For the past 17 years, Nory Schultz has called “Town and Country RV Park” home, but no more. Schultz will now call the park, renamed Daytona Speedway KOA home, according to the Daytona Beach (Fla.) News-Journal.
The park is one of two campgrounds owned by the O’Dwyer family that recently joined the Kampgrounds of America (KOA) network. The other park, Orange Isles Campground in Port Orange, is now Daytona Beach KOA.
“We always liked it because of the location,” Schultz said about the park while chatting with friends and fellow campers Wilma and Dallas Jarvis and Gert Panther this month.

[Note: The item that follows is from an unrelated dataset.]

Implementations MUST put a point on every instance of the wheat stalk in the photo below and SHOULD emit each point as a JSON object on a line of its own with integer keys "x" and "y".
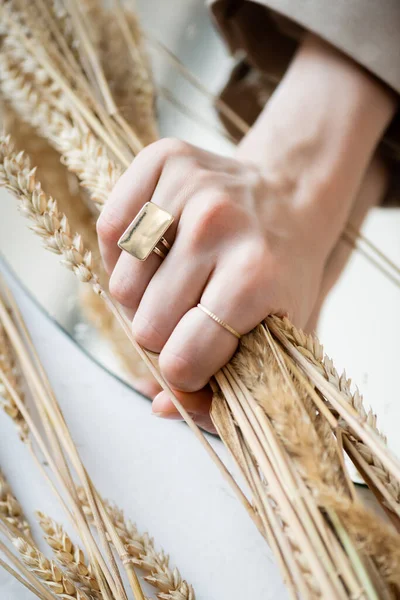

A native of Akron, Ohio, Schultz said she moved to Daytona from the Florida Keys. “We were looking for a place with lots of trees because it was so hot in the Keys,” she said, adding she planned to stay in Daytona just half of the year but ended up being a year-round resident.
Besides new names, the KOA affiliation has resulted in some physical changes at both parks, with more to come. At Daytona Beach KOA, for example, the bathrooms have a new color scheme, and there is now a fire pit located on site.
There also are plans to install a fire pit at Daytona Speedway KOA, said Shelly Patterson, who, along with her husband, Lowell, manages both campgrounds.
The new paint job and fire pits are just the beginning of changes planned for the parks, Shelley Patterson said during an interview at the Daytona Speedway office.
“We will change the layout of the park eventually,” she said, adding the owners also want to add cabins at both locations for guests who don’t own RVs but still want the camping experience.
The O’Dwyer family has owned the parks since 1978 but didn’t decide to affiliate with KOA until this year. “It’s a different world out there now,” Brian O’Dwyer said, noting that when his dad bought the site, there was a dairy farm where the flea market now sits.
People now bring their computers with them on vacation, O’Dwyer said. “You have to have Wi-Fi now. If you don’t have it at your park, you can forget it.”
Being able to book reservations online also is important, he said. KOA has a computerized system for its franchisees. “To have a website and to maintain the kind of marketing power that KOA has is hard for an independent to do,” O’Dwyer said in a telephone interview.
Franchisees pay an initial fee of $25,000 to join KOA and annual royalties of 10%. The properties also undergo a 600-point campground inspection each year.
Mike Gast, a KOA spokesman, said the brand’s marketing is what sets it apart. “We are the strongest established brand in North America,” Gast said in a telephone interview from Montana. In 1982, there were nearly 900 KOA-affiliated campgrounds. Through the years, the number declined as sites were gobbled up by development, he said.
“Also, we’re pretty fussy about who we let in,” he said, noting the company has 10 teams of inspectors that travel the country visiting member campgrounds.
One reason the KOA brand has remained strong, he said, is that campers like to stay and spend money with familiar brands.
Better customer service is another thing the KOA brand has bought to both campgrounds, Patterson said. The camp stores, for example, now stay open longer and campers are escorted to their sites after checking in. “There was not a lot of customer service before,” she said, adding the change resulted in hiring more employees. There are now 18 workers at the two campgrounds.
The change also will mean there may be fewer spots in the future for long-term campers, Patterson said.
“We are a campground and by nature, we should be more transient,” she said. While having long-term visitors helps with cash flow between April and September, the campgrounds actually lose money during special event months, such as February, because they are not able to increase the fee, she said.
The goal, she said, is to come up with a better balance.
O’Dwyer estimated less than 25% of his lessees are long-term tenants.
“We want to be a campground, not a mobile home park,” he said.